Some of the shorts themselves are a bit standard fare for the short film category, with allegory pushed to the forefront and symbolism delivered in a rather heavy-handed manner. Nonetheless, a bittersweet, and perhaps cynical, contemplation can be taken away from the whole.
Different failures and hypocrisies of the revolution can be seen throughout the compilation. A political delegation fails to arrive at a village where they are expected by a tuba player and his orchestra in Fernando Eimbcke’s contribution and class relations are left unresolved at a drunken picnic in Carlos Reygada’s short.
The boldest indictment is Rodrigo Pla’s short which tells of Pancho Villa’s grandson’s participation in a political rally, having been manipulated by the political figure leading the centennial celebrations. The official exploits and manipulates Villa’s grandson’s presence in order to distort and subvert the significance of the revolution and within that framework stir up nationalism and submission from the attendees. This was probably the strongest in the set of shorts, as the use of still photography applied itself appropriately to the exposé-style storyline.
Pla’s short and Revolución in general succeed also because of the universal applicability of the filmmakers’ discontent and frustration with their country’s state of affairs.
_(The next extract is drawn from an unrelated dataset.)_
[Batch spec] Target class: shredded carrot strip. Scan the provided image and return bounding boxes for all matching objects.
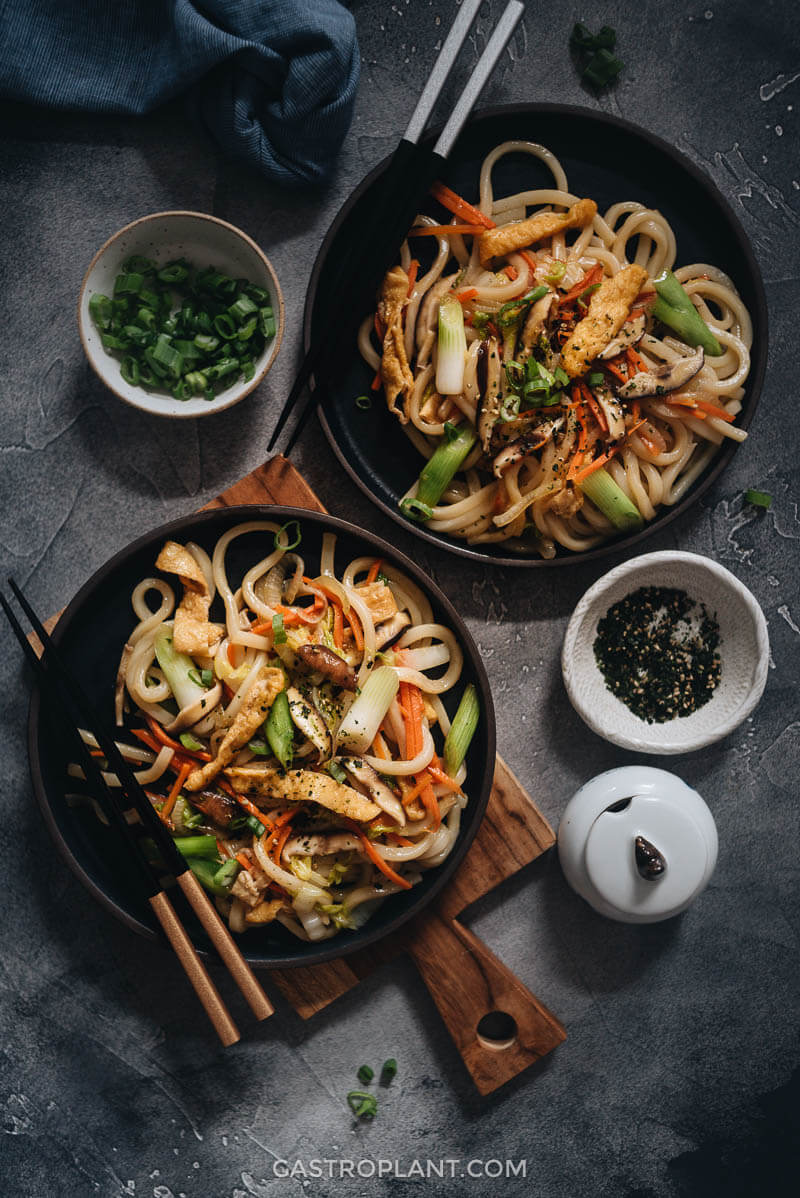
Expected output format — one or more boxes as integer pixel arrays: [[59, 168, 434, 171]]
[[145, 715, 211, 761], [428, 762, 461, 793], [558, 262, 602, 308], [331, 599, 345, 649], [346, 819, 411, 890], [159, 761, 194, 823], [400, 682, 425, 761], [402, 769, 430, 807], [572, 448, 618, 483], [431, 182, 496, 229], [408, 224, 484, 237]]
Just north of Mexico, an entire industry has been built on the basis of subverting and manipulating the imagery and language of the revolutionary Boston Tea Party, for the political and economic gain of large corporate entities.
Even on less political terms, in the Western world, dissent has become almost wholly commoditised, and you can’t be a true revolutionary without the proper brand of tennis shoe, leather jacket, or any other aesthetic forms that reference those that once upon a time opposed and shocked the conformist mentality of mainstream society. Thomas Frank, former columnist for the Wall Street Journal, summarized it well back in the 90s, “It has become difficult to understand the countercultural idea as anything more than the self-justifying ideology of the new bourgeoisie that has arisen since the 1960s… The anointed cultural opponents of capitalism are now capitalism’s ideologues”. Watching Revolución, much of this absorption and exploitation of counterculture and revolution by the establishment can be witnessed, the original ideals stripped of their meaning; though some of contributions are lacking, there’s much to ruminate over afterwards.